Question

Chloride anions in solution will combine with the silver cations to produce bright white silver chloride precipitate. Suppose an EPA chemist tests a 250.mL sample of groundwater known to be contaminated with iron(III) chloride, which would react with silver nitrate solution like this:FeCl3(aq) + 3AgNO3(aq) ⟶ 3AgCl(s) + FeNO3(aq)The chemist adds 82.0 M silver nitrate solution to the sample until silver chloride stops forming. He then washes, dries, and weighs the precipitate.
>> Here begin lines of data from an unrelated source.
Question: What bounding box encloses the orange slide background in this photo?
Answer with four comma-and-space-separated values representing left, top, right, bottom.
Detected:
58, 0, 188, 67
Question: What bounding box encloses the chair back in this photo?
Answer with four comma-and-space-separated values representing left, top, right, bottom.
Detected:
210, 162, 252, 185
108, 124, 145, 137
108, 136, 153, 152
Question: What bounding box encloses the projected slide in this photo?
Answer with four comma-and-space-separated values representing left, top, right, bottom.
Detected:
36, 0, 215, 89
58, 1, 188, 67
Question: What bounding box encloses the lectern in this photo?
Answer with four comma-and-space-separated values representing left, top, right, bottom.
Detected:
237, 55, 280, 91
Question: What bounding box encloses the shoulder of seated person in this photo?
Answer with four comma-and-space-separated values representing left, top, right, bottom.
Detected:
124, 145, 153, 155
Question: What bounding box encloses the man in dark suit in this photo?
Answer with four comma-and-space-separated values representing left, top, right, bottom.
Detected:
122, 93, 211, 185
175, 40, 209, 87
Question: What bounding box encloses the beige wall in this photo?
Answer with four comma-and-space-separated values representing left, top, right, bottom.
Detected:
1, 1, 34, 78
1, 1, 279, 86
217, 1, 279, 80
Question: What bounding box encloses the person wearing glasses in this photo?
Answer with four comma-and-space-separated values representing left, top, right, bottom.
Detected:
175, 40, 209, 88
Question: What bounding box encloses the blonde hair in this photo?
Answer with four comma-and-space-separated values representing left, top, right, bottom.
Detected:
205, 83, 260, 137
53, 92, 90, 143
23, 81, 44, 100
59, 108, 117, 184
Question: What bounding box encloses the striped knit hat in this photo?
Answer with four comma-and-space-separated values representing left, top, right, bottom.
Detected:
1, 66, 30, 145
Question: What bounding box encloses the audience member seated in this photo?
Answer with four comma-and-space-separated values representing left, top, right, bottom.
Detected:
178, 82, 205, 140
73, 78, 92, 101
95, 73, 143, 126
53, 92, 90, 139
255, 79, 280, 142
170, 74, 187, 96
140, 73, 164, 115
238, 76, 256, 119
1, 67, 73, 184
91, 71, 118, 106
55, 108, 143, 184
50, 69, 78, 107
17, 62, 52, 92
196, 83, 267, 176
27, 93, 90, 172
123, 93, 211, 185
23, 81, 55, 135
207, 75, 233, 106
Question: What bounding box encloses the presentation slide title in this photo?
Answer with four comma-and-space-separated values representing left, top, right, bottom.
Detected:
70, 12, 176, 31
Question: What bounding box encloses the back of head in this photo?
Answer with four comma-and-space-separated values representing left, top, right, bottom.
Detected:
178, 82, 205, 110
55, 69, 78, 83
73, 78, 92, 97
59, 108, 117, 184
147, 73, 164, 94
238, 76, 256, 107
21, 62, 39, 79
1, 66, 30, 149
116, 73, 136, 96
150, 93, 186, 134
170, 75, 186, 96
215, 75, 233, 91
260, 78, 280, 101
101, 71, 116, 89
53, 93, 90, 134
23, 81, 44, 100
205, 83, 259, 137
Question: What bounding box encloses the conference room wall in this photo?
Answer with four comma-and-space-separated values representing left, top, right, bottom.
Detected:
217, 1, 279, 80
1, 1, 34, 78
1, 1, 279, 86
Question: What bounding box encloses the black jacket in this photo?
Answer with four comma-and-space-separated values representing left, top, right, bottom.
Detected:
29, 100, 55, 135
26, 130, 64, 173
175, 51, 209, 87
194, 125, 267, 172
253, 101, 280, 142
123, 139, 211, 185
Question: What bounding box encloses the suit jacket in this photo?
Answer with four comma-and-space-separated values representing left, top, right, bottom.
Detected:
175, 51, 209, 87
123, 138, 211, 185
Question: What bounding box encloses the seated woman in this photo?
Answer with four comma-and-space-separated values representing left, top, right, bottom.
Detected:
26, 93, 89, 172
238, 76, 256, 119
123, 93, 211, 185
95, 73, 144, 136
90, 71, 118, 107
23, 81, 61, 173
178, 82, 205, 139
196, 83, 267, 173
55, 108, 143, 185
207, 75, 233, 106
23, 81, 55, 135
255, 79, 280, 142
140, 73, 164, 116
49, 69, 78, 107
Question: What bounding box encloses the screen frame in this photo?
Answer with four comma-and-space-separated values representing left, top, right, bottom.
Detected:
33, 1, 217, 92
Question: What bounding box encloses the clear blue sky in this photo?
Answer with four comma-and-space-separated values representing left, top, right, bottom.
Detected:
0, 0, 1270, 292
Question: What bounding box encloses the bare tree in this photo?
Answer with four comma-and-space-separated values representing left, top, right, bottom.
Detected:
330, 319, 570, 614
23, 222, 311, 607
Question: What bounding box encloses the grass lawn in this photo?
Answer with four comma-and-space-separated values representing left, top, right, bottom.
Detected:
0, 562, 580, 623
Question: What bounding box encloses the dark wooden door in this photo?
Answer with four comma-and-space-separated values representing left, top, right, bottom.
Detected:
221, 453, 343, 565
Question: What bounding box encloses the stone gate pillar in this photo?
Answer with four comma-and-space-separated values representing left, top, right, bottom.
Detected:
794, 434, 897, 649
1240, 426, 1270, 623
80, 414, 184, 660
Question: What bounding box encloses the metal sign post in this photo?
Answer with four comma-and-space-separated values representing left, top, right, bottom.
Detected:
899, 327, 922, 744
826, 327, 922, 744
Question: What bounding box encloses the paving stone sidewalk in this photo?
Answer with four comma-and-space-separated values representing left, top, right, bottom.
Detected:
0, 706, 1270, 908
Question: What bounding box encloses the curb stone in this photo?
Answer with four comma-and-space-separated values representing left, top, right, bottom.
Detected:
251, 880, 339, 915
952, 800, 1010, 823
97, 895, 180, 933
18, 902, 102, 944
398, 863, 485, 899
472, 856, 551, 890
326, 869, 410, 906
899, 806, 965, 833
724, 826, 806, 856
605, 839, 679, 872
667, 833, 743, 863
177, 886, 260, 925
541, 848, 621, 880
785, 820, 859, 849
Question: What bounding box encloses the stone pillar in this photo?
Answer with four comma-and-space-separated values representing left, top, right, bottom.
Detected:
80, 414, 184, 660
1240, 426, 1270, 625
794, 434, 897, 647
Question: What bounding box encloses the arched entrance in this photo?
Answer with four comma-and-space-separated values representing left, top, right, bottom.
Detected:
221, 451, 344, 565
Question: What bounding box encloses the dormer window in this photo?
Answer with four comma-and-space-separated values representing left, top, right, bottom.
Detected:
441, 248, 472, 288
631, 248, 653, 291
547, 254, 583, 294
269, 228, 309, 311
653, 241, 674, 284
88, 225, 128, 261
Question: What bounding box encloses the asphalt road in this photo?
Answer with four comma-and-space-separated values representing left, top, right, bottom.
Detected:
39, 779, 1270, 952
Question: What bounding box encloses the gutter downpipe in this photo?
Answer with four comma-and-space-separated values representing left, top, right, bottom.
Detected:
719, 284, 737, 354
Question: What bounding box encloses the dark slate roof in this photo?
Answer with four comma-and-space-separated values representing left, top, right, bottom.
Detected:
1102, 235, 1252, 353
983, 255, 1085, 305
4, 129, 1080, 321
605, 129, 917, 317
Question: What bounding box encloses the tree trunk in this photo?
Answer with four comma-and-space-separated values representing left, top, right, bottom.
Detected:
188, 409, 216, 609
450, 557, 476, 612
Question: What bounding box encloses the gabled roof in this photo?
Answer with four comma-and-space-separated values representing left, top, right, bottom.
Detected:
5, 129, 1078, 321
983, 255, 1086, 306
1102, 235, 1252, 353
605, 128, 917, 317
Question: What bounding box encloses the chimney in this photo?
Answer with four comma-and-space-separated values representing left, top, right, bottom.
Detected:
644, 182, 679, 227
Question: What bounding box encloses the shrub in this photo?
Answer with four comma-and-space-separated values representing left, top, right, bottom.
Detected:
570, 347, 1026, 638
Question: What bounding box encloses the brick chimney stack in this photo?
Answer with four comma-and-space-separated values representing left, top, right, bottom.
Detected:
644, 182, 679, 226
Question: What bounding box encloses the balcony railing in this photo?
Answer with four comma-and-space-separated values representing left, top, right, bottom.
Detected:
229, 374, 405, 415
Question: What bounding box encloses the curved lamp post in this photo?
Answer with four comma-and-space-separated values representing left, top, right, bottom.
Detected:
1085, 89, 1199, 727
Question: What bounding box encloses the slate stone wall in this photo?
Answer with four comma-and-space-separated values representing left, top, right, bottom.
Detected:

He finds he has collected 2.5mg of silver chloride.Calculate the concentration of iron(III) chloride contaminant in the original groundwater sample.

Answer 1

`2.326* 10^(-5) M` the concentration of iron(III) chloride contaminant in the original groundwater sample.

Step-by-step explanation:

`FeCl_3(aq) + 3AgNO_3(aq)\rightarrow 3AgCl(s) + Fe(NO_3)_3(aq)`

Mass of silver chloride = 2.5 mg = 0.0025 g

1 mg = 0.001 g

Moles of silver chloride =
`(0.0025 g)/(143.32 g/mol)=1.744* 10^(-5) mol`

According to reaction, 3 moles of silver chloride are obtained from 1 mole of ferric chloride, then
`1.744* 10^(-5) mol` od silver chloride will be obtained from ;

`(1)/(3)* 1.744* 10^(-5) mol=5.814* 10^(-6) mol` of ferric chloride

Volume of the ground water sample = 250 mL= 0.250 L

1 mL = 0.001 L

Concentration of iron(III) chloride =

`[FeCl_3]=(5.814* 10^(-6) mol)/(0.250 L)=2.326* 10^(-5) M`

`2.326* 10^(-5) M` the concentration of iron(III) chloride contaminant in the original groundwater sample.